Хворостовин сел и сразу уронил голову на руки. Было тихо, и Мокряков, не выдерживая тишины, попытался выяснить, что же, собственно, случилось во взводе. Все молчали, и только Сашка, поглядывая то на вытянувшегося сержанта, то на капитана, глазами молил: «Да прекратите… Ведь тяжело человеку. Тяжело».
Дробот поднял голову и, облизывая губы, заговорил. — Здесь, товарищ капитан, дело идет о людской совести, о доверии. Все мы советские люди. Комсомольцы и… коммунисты. И если мы сейчас не скажем всего, раз и навсегда, — тяжело будет воевать. Потому что пропадет главное, ага, — вера в товарища.
Он стал рассказывать о происшедшем — медленно, тщательно подбирая слова, с мягким сожалением поглядывая на примолкших разведчиков, говорил, ничего не приукрашивая, и в самом конце попросил: — Валера, смотри мне в глаза.
Хворостовин поднял голову и посмотрел на сержанта. — Скажи, Валера, вот перед командирами, перед товарищами — зачем ты пошел на такое? Почему ударил Потемкина? Только честно, потому что… потому что… Ну, сам понимаешь…
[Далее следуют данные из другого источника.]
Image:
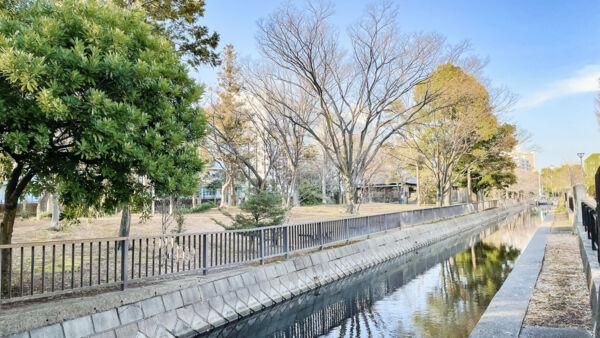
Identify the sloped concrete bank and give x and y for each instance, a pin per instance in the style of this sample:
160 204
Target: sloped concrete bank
592 273
201 304
315 313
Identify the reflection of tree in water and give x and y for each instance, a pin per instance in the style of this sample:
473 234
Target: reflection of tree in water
468 283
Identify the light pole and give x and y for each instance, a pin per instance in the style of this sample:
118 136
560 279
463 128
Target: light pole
580 155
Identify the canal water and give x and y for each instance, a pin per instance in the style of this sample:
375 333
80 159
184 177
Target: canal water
441 291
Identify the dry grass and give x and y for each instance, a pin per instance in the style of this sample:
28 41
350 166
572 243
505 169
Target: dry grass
27 230
561 297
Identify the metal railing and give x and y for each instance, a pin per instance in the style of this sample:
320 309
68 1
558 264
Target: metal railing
55 267
589 219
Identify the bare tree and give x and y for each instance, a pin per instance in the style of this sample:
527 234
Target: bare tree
451 125
271 100
363 95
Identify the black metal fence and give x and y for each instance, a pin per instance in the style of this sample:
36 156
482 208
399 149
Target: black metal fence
47 268
589 218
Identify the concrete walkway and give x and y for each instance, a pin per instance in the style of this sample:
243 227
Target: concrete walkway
545 295
560 303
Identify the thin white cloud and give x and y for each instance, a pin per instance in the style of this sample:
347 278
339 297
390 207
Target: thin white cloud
584 80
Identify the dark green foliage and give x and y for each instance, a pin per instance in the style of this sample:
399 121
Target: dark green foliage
180 19
92 99
310 194
259 210
492 167
201 208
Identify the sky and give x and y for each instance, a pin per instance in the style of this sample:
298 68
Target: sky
547 52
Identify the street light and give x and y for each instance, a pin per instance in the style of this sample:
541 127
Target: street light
580 155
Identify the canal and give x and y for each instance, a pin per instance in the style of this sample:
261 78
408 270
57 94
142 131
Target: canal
441 291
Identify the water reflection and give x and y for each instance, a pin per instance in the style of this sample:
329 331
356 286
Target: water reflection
438 293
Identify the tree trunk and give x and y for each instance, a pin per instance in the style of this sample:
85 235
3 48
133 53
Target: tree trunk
225 192
293 199
418 186
324 180
125 225
55 211
38 209
350 194
8 221
233 193
469 185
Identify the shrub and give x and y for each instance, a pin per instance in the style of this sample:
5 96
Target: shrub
259 210
310 194
201 208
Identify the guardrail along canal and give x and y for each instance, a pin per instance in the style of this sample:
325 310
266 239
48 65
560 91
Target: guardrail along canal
441 290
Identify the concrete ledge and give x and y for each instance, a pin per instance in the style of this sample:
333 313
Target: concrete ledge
553 332
591 268
196 305
505 313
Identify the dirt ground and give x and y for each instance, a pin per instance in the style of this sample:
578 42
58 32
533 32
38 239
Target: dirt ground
28 230
561 297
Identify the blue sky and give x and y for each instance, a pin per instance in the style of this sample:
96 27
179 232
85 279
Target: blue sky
546 52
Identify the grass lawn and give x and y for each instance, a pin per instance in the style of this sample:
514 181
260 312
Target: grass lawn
27 230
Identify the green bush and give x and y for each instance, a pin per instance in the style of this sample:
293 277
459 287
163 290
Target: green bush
200 208
310 194
259 210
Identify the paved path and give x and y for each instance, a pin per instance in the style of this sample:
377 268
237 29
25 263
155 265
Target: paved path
546 294
560 304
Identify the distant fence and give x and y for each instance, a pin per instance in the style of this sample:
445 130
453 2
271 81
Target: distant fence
589 214
32 270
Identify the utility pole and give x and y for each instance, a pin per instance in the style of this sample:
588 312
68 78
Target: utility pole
580 155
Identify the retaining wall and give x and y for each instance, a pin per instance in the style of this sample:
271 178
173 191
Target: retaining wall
187 307
591 268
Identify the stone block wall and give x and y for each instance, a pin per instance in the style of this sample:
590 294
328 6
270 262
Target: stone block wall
195 309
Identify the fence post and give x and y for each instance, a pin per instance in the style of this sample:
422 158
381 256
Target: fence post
286 240
596 224
204 254
347 227
124 263
385 223
1 281
321 239
262 246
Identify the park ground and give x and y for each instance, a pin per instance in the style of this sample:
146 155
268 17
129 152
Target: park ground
30 229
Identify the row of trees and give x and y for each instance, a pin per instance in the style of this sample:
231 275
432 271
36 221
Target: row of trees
410 97
96 104
98 108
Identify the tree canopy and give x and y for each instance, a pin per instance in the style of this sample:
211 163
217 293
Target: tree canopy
93 98
451 126
181 20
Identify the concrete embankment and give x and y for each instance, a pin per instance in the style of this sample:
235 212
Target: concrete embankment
188 306
545 295
591 267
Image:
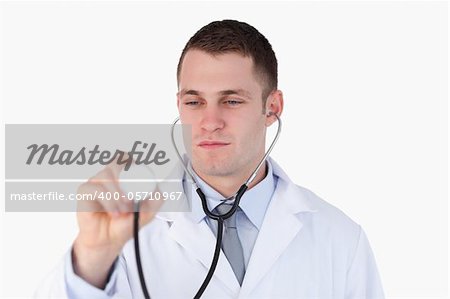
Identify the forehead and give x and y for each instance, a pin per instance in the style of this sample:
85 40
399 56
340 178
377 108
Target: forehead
209 73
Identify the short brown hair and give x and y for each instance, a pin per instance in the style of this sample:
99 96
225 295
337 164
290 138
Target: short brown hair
225 36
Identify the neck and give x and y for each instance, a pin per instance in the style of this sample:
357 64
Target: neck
227 186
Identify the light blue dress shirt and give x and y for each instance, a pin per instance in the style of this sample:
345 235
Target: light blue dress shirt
253 206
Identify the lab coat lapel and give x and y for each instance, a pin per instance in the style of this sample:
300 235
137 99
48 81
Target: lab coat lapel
279 228
199 241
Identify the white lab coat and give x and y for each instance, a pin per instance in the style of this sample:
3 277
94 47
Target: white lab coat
306 248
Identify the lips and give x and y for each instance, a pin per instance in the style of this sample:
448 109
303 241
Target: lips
212 144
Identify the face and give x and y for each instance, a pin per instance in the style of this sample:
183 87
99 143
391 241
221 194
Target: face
221 98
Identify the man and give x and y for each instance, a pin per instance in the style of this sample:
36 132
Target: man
292 244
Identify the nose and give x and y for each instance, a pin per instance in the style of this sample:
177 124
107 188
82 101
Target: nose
211 119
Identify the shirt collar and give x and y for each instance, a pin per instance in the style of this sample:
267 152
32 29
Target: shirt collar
253 203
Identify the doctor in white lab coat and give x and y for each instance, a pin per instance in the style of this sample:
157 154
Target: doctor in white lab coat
302 248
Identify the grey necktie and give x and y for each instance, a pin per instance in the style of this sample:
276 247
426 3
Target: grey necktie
231 245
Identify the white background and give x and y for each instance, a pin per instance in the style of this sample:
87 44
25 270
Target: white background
365 120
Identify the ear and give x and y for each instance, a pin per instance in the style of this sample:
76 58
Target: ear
274 105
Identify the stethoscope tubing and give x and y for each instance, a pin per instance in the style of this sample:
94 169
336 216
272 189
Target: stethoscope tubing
218 217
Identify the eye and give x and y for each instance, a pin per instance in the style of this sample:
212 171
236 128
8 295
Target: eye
233 102
191 103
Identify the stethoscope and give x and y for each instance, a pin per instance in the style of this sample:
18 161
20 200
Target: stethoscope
219 217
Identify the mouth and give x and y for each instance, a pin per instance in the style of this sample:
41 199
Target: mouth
212 144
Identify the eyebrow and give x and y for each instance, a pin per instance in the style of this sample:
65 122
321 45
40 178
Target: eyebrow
226 92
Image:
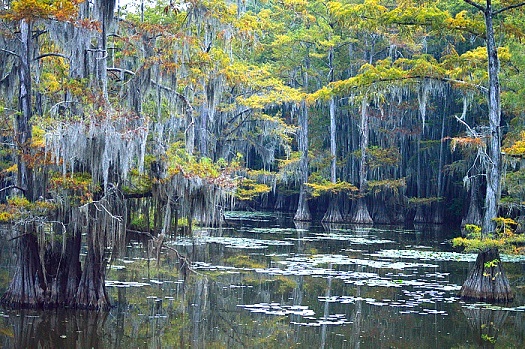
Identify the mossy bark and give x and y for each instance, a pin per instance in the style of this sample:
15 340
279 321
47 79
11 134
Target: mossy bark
487 281
27 288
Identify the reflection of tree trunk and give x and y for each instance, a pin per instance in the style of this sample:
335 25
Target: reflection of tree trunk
487 281
58 329
326 312
485 324
333 214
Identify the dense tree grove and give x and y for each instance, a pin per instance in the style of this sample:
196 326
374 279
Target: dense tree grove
153 118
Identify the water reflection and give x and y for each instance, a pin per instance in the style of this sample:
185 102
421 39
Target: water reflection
269 283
Лицо у Хворостовина слегка подергивалось, широко открытые карие глаза казались темными. Он подвинулся на середину землянки и, глядя куда-то вверх, кивнул.
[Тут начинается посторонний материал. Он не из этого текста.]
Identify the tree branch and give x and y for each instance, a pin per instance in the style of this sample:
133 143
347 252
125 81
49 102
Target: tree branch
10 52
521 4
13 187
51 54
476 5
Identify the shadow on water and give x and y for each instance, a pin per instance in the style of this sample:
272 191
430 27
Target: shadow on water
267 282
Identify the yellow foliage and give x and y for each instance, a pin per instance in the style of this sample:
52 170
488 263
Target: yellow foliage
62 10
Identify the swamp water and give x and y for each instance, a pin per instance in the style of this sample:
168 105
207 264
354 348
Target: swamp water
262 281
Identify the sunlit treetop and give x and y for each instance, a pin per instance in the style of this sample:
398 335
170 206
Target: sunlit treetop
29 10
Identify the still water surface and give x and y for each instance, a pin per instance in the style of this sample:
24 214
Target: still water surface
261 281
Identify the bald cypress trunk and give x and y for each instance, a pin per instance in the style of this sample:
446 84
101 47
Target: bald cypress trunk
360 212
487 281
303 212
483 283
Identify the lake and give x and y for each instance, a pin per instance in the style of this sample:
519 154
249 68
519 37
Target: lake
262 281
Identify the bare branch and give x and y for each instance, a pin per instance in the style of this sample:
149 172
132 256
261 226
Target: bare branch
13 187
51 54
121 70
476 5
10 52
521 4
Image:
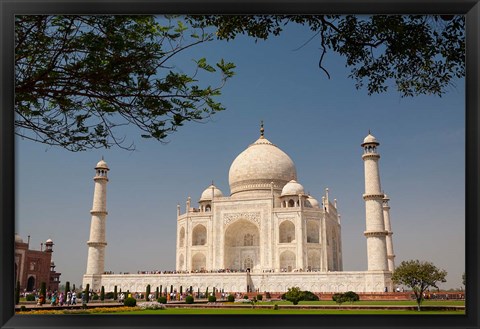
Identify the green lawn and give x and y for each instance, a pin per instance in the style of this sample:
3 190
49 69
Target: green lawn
179 311
375 302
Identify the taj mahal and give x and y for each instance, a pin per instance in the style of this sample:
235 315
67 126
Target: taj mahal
266 235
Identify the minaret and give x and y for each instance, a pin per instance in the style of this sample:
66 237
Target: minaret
375 225
96 243
388 228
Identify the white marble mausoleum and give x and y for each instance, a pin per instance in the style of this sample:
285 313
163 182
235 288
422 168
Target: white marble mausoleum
266 235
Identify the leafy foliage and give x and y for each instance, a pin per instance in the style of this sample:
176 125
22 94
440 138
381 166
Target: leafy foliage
130 302
79 79
348 296
30 298
294 295
418 275
339 298
189 299
17 293
420 54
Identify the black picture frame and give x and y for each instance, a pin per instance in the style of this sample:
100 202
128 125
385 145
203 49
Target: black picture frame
9 8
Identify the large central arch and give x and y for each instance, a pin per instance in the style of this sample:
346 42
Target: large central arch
242 246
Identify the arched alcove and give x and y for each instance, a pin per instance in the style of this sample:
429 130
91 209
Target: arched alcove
286 232
199 235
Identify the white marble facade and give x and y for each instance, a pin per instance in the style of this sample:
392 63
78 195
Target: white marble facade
269 234
268 223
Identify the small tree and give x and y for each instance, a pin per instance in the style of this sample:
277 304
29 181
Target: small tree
294 295
67 287
87 293
147 292
418 275
339 298
130 302
17 293
189 299
43 291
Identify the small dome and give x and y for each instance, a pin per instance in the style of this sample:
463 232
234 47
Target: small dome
313 202
101 164
18 239
207 194
258 166
370 139
292 188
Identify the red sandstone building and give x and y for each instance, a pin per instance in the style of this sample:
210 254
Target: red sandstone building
32 267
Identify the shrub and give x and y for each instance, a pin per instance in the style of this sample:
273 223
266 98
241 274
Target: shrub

— Перед войной я был не очень примерным парнем, и мне крепко влетало и в школе, и дома. Единственным человеком, кто меня жалел и понимал, кто ни разу ни в чем меня не упрекнул, была моя соседка Надя Нечаева. Я не скажу, что любил ее — в то время мне казалось, что так оно и должно быть: ведь в душе-то я чувствовал себя очень хорошим, и, если меня кто-то поддерживает и помогает, — значит, все правильно. Просто другие ничего не понимают… Потом немцы первый раз заняли Ростов. Меня еще не брали в армию, и я крутился между ними, присматриваясь и прикидывая, с какой стороны лучше в них вцепиться. Опять скажу честно, не очень спешил. А перед тем как их выбили из Ростова, буквально за несколько часов, я пробирался домой по Буденновскому проспекту и услышал стрельбу. Нарываться на пули мне не хотелось, и все-таки что-то потянуло туда. — Хворостовин прижал руки к груди, подался вперед. — Так потянуло, что я еле удержался. Но удержался. Утром я пошел и увидел расстрелянных. А среди них — Надю Нечаеву, ее мать… Сестренку ее, Наташку, немцы, оказывается, не добили. Вот… — Хворостовин сглотнул и опять уставился неестественно расширенными, черными от горя глазами поверх голов товарищей в то далекое, одному ему известное место, где он черпал силы. — Нет, я не скажу, что я ее любил. Но я знаю, что, если нашлись такие, которые убили эту святую душу, — пощады им не будет. И я теперь перед вами, как тогда, клянусь — от меня пощады не будет. То моя беда, мое горе и моя месть. Вот потому я пошел… И Потемкина ударил… Разве ж одиночным по фрицам бьют? Ему тоже… знаете ли, не сладко… У него семья расстреляна… Вот…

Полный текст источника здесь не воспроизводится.